Built a full pairs trading system on Russell 3000 using a 4-layer Transformer Encoder for supervised trade signal classification. Discovered and eliminated three compounding biases that inflated returns from 617% → 3.97%. Current unbiased result: +3.97% total return, 0.91 Sharpe, -19.3% max drawdown over 2023–2025. Strategy has no edge in current form — documented why, and what fixes it.

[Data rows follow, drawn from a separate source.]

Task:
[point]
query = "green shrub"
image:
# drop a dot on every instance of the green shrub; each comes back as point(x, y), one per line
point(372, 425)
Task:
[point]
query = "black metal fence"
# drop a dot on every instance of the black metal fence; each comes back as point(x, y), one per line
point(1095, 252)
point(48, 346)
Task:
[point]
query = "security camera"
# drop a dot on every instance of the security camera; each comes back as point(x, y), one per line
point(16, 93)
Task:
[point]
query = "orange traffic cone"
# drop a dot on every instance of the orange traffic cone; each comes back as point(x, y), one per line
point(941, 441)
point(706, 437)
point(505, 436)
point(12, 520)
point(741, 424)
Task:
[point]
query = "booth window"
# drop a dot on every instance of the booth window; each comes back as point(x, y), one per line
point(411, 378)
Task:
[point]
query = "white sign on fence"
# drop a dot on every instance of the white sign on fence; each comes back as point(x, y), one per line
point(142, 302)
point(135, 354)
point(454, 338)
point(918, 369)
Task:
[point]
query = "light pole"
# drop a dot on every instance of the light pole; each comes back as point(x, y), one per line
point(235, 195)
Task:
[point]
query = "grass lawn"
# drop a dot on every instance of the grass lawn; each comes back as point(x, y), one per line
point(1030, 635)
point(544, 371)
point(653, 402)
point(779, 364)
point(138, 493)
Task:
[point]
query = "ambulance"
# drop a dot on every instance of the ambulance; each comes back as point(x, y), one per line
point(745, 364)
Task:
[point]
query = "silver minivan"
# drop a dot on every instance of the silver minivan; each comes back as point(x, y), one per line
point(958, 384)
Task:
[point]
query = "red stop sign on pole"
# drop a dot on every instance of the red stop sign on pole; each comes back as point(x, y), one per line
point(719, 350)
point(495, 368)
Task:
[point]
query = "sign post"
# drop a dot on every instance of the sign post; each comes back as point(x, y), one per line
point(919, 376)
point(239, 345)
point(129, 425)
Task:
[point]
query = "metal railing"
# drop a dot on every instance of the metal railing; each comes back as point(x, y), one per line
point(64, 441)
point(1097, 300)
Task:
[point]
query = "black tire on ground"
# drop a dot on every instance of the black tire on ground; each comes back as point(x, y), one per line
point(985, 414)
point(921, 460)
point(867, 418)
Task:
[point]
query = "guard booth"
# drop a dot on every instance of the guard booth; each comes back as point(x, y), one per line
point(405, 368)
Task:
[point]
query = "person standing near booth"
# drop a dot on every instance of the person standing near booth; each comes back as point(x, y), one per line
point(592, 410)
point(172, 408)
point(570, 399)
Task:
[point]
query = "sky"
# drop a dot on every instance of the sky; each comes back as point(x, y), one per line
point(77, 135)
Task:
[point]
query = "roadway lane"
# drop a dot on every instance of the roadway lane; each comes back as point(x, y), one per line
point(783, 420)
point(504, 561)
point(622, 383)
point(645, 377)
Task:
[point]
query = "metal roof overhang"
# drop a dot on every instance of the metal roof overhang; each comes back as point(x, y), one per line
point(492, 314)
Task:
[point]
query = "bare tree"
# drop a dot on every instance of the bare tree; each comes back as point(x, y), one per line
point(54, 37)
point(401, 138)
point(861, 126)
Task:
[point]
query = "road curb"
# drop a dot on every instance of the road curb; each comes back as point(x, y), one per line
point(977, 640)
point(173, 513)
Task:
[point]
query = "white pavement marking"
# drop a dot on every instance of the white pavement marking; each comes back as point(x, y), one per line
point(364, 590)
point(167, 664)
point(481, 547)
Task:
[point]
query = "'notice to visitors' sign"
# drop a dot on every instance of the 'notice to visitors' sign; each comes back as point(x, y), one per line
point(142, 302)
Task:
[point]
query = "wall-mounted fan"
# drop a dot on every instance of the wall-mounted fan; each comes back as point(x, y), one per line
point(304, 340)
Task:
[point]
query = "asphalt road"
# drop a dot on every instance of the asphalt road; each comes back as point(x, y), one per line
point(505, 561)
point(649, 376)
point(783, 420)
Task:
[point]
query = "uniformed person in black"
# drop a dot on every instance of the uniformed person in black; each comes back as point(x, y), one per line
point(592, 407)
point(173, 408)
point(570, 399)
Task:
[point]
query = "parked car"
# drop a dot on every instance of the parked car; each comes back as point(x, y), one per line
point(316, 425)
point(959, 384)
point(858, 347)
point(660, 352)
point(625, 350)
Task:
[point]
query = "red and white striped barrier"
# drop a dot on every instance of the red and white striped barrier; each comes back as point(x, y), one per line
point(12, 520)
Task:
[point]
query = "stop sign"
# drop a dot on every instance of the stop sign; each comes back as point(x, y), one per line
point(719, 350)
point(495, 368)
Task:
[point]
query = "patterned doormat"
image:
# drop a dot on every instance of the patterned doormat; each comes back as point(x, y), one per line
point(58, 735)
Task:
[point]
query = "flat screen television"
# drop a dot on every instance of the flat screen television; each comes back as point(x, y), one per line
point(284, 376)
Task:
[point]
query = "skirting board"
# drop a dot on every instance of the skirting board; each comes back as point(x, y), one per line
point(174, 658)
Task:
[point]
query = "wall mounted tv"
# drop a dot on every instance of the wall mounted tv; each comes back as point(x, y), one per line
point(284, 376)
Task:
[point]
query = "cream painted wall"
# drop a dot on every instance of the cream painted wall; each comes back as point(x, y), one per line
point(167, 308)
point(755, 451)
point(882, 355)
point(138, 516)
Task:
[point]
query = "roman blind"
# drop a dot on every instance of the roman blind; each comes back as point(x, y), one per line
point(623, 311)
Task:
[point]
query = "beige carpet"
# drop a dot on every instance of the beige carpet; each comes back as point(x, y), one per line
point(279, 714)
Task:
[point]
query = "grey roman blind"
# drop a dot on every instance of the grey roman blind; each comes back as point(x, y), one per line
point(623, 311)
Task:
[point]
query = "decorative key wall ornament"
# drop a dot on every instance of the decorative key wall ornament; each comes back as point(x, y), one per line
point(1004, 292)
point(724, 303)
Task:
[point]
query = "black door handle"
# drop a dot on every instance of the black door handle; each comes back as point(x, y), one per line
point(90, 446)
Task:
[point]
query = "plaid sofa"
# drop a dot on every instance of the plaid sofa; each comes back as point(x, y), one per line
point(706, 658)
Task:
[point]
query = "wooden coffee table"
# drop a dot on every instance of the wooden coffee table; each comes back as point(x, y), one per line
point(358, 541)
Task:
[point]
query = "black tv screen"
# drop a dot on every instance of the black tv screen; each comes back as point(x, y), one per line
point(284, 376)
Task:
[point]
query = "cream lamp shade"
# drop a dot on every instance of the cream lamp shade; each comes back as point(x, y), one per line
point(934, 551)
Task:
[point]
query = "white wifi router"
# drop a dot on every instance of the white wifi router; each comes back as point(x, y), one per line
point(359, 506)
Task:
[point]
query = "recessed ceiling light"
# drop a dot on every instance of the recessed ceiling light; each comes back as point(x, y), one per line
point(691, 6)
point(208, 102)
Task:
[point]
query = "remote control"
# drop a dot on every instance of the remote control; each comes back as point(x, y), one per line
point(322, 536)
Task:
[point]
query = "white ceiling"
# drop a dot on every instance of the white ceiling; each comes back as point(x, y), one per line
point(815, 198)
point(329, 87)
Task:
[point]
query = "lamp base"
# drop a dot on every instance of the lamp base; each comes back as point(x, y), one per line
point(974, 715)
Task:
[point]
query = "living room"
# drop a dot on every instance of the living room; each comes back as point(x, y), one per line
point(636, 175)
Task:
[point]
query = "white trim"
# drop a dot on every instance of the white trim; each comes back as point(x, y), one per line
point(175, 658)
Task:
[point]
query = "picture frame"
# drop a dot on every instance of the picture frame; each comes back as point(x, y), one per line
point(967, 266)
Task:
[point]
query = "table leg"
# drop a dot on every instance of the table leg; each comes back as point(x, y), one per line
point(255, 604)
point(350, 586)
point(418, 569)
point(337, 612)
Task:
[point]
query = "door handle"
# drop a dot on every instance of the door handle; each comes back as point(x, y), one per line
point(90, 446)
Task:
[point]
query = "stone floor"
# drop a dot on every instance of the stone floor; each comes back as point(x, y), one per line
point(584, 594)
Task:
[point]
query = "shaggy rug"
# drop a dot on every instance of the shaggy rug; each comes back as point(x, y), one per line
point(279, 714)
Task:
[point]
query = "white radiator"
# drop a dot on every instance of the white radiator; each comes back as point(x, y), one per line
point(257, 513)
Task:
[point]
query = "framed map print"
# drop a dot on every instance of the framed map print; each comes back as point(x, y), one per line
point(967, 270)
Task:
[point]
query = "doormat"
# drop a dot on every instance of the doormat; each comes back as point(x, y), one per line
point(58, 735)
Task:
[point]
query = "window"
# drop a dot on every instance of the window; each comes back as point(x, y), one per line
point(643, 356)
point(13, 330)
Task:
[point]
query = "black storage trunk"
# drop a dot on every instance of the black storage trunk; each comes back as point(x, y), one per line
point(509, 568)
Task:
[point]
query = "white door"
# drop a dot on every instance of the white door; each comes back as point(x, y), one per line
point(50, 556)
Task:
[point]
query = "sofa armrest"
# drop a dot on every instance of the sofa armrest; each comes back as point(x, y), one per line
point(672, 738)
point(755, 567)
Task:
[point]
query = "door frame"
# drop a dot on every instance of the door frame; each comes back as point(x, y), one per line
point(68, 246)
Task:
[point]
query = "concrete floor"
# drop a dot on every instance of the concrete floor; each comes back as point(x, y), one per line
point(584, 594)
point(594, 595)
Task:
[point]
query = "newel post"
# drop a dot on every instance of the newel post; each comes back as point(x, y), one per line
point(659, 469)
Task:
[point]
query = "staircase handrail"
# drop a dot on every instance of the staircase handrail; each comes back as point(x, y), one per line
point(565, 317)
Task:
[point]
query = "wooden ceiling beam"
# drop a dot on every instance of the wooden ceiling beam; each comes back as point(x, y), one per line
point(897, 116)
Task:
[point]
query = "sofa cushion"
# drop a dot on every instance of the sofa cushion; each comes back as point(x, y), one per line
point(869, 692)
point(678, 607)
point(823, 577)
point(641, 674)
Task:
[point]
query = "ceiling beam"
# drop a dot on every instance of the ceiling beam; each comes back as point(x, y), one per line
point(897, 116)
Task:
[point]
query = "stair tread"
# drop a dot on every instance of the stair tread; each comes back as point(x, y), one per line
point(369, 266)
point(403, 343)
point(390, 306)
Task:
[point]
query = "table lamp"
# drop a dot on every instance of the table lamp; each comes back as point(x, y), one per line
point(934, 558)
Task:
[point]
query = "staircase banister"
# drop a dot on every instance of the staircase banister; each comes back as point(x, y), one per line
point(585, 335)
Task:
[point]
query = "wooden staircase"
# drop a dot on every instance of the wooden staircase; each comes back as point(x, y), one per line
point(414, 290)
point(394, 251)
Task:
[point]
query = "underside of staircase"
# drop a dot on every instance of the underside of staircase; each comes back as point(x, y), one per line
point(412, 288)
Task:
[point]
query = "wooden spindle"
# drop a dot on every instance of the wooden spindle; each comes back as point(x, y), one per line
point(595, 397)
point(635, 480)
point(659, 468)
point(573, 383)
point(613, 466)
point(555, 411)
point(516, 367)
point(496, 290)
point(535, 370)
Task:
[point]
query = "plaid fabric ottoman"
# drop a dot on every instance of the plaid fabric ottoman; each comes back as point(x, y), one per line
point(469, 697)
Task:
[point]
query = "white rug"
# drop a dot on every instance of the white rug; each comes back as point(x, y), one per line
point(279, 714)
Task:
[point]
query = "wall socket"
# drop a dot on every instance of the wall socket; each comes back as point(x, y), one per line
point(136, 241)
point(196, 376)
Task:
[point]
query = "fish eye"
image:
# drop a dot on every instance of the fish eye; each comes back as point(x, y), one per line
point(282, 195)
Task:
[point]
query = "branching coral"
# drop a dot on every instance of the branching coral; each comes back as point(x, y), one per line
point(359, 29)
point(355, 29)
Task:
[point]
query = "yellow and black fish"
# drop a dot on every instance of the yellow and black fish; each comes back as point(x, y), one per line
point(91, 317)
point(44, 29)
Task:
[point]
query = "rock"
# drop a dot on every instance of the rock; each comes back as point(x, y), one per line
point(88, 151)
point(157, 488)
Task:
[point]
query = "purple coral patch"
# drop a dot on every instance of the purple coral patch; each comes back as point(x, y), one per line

| Component | Implementation |
|---|---|
| Universe | Russell 3000 (~3,556 symbols) |
| Pair Selection | Engle-Granger cointegration + Hurst exponent + half-life filter (4–120 days) |
| Signal Model | 4-layer Transformer Encoder (8-head attention, d_model=128) — supervised binary classification |
| Entry Signal | Z-score |
| Exit Signal | Z-score |
| Position Sizing | Kelly-inspired: base 4%, max 10%, scaled by volatility + profit protection |
| Risk Manager | Drawdown kill switch (15%), single-day circuit breaker (5%), intraday pause (-3%) |
| Costs | Bid-ask spread + commission + market impact (total cost impact: 60% of capital on 5,600 trades) |
All three biases eliminated before this run.
| Metric | Value |
|---|---|
| Total Return (2023–2025) | +3.97% |
| Annualized Return | ~1.6% |
| Sharpe Ratio | 0.91 |
| Max Drawdown | -19.29% |
| Total Trades | 416 |
| Win Rate | 57.69% |
| Profit Factor | 1.01 |
Interpretation: Profit factor of 1.01 means the strategy is essentially break-even after transaction costs. No real edge in current form on out-of-sample data.